I grew up in Worcester, and I have more than one family member living in more than one house on College Hill. I didn’t attend college in Worcester, but I did attend a school in a neighborhood that superficially resembles the one Holy Cross is in.
There were, however, some big differences between the two neighborhoods. There are no coffee houses one block away from campus at Holy Cross. At my college, I didn’t have to walk across the entry to a highway, under a dark, sketchy highway overpass, in order to get to a half-filled plaza where the biggest attraction is a Wendy’s. Correct me if I’m wrong, but I don’t even think Rotmans is still running Cafe Fantastique.

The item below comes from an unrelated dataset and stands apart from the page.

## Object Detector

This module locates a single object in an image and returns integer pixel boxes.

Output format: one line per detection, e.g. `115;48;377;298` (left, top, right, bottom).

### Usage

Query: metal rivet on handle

Where I went to school, there were at least two coffeehouses within a few blocks, not to mention a decent square with restaurants and a candlepin bowling alley and a CD store and banks and a real supermarket and a subway station. In short, there were a lot of great options that didn’t involve alcohol and didn’t require a car.
There will always be students who make drunken fools of themselves. There are plenty of non-students who make drunken fools of themselves, too.
If you drove by College Square and the Culpepper’s Plaza and knew nothing about Worcester, you probably would not think that there was a college of almost 3,000 (!!!) students in that area. And if I were a student at Holy Cross who knew nothing of the city beyond my immediate environs, I would think the city was a complete dump that couldn’t even support a Starbucks near my campus. It’s not like I could just catch a ride with my friends to go downtown…because THAT’s a dump, too.
I’m getting a little tired of the “we’re a city of neighborhoods” line being used, and people not remembering that businesses are also an essential part of many neighborhoods. Culpepper’s, Wendy’s, a convenience store, and an insurance agency do not a happening college town make. Look at the Holy Cross website on Worcester and try to see if you can find any attraction that’s actually in that neighborhood.
Yes, the city and the college need to work together. But I’m not convinced that the problem is wholly the college’s to fix.